Emekli olduktan sonra mahalledeki diğer arkadaşları gibi namaza başlamış, hanımını da alıp hacca gitmiş, sonra günlerini büyük oğlu Saffet’i düşündükçe kıvanç duyarak, Samet’i düşündükçe sinirlenerek, kızı Emine’yi düşündükçe hüzünle ne yapacağını bilemeyerek çoğunlukla cami civarında geçirmeye başlamıştı.

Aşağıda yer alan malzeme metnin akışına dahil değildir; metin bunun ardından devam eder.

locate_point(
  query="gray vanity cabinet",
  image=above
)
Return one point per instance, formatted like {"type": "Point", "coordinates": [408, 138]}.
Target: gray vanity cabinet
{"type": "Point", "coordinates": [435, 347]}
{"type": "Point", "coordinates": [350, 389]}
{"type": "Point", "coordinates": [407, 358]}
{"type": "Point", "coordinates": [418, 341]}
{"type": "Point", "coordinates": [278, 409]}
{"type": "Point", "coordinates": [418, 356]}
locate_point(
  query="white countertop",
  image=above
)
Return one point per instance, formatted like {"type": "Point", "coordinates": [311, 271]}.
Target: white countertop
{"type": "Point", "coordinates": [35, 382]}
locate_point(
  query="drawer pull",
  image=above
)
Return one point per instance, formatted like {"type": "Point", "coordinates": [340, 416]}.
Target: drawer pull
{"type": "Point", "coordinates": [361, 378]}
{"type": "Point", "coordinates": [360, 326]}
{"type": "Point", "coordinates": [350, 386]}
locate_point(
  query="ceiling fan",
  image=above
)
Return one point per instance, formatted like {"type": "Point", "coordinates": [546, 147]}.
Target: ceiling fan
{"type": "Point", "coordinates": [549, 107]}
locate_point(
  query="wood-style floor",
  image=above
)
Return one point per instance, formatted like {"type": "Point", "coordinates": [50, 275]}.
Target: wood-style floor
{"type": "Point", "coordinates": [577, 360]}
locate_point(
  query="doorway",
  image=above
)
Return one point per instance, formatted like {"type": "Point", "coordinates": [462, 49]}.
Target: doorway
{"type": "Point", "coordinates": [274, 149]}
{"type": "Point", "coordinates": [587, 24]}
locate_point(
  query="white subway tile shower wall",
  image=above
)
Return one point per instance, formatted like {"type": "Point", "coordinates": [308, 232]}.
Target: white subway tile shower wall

Aynı ana babadan bu üç çocuk nasıl birbirinden bu kadar farklı olmuşlardı? Düşünür düşünür cevap veremezdi. Şimdi önümdeki Samet ve Saffet’e baktığımda ve biraz önce gördüğüm Emine’yi düşündüğümde bu kaygının boşluğunu görüyorum. Hepsi bir örnek Ahmet Bey’in çocuğu. Tek bir olay nasıl da aynılaştırıyor insanları. Hatta garip gelebilir ama bir an o kadar didiştiği Veysel amcanın da Ahmet Bey’in oğlu gibi göründüğünü düşündüm şimdi.


***


Ne yaptıysa yaptı, nasıl yaşadıysa yaşadı Ahmet Bey ama şimdi karşımda musallada dururken ve biz namazını kılmayı beklerken, boşluğu değerlendirip rahmetli hakkında söylenen ters bir cümleye kimin olduğunu çıkaramadığım bir ses “Ben ne sakallılar ne köseler gördüm.” deyip çıkışınca aklımdan bunlar geçti.